Taiwanese foreign direct investment rapidly expanded in the mid-1980s when the domestic wage rate and the value of the Taiwanese currency skyrocketed simultaneously. Losing their competitive edge at home, many Taiwanese firms relocated to lower wage countries; mainly Southeast Asia and China.
Taiwanese Firms in Southeast Asia provides a comprehensive review of Taiwan’s direct investment in Southeast Asia, including Indonesia, Malaysia, Thailand, the Philippines and Vietnam. It also explores the motivation behind investment in Asia, Europe and the US. In most countries, incidence of foreign direct investment is positively correlated with firm size. However, in Taiwanese firms, the opposite is true. The book examines the reasons for this and assesses the difference in practice between small and large firms conducting foreign direct investment, focusing on the manufacturing sector.
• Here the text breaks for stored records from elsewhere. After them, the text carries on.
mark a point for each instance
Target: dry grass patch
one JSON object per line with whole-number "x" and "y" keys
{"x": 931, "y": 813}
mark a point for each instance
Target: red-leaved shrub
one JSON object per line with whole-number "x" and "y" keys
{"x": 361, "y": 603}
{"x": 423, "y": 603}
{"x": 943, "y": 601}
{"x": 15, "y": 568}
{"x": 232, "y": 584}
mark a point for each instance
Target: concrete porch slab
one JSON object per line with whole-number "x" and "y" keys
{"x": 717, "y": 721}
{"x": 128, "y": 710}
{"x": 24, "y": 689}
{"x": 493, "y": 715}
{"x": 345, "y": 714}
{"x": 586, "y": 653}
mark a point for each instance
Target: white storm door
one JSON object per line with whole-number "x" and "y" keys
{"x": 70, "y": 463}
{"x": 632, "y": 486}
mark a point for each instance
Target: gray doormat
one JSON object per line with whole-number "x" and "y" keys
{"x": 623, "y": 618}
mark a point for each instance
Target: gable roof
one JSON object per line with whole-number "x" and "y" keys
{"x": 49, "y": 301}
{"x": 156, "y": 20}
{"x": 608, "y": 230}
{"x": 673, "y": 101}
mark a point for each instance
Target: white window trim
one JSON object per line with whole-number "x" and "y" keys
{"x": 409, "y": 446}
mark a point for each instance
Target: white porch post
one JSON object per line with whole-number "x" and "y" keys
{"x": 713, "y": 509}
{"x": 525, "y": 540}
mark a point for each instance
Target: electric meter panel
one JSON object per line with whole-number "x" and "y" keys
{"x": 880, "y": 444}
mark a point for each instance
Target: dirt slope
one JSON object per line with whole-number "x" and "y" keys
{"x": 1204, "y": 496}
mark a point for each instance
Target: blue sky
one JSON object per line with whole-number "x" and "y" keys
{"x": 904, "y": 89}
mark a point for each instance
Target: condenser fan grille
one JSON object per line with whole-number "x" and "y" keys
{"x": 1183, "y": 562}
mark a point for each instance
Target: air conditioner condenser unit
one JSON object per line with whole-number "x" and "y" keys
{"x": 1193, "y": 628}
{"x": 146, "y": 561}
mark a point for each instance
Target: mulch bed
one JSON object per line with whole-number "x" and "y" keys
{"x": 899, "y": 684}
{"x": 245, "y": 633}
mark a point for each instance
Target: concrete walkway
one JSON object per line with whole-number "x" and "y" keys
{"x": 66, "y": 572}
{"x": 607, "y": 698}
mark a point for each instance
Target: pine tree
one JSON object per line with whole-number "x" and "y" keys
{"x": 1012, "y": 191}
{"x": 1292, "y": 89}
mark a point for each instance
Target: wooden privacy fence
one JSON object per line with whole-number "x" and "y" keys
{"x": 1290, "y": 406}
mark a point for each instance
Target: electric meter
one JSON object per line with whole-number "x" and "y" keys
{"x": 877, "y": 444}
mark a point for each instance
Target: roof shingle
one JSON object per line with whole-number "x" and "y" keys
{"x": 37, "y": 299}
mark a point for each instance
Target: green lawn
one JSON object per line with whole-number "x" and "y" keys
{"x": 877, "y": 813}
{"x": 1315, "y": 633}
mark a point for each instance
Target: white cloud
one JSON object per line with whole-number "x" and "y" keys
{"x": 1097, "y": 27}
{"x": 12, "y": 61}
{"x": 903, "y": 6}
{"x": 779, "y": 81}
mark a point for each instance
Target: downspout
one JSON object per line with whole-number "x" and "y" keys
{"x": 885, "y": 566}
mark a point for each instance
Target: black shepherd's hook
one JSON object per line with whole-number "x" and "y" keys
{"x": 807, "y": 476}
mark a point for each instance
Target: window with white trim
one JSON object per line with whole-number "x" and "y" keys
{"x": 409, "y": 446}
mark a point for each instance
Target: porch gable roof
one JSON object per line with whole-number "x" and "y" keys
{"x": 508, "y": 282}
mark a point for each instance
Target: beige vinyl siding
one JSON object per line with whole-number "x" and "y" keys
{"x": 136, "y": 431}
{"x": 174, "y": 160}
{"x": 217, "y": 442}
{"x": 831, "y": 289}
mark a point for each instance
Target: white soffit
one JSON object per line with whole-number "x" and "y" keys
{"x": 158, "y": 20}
The book also includes an original, comprehensive survey and a series of interviews with Taiwanese parent firms and their subsidiaries in Southeast Asia. The authors conclude that networking underscores the core competitiveness of Taiwanese firms and when these firms invest abroad, they attempt to maintain a close connection with domestic networks to retain competitiveness and flexibility. However, they will have difficulty in sustaining this in the long-term because co-ordination of production across national borders requires intensive input of managerial resources which are scarce among Taiwanese firms. In the long-term, they have to localize and integrate themselves into the local networks.
The book is a result of joint research efforts by Taiwanese, American and Southeast Asian scholars and will be required reading for students and scholars of economies in Southeast Asia, international business, Asian studies and multinational enterprise.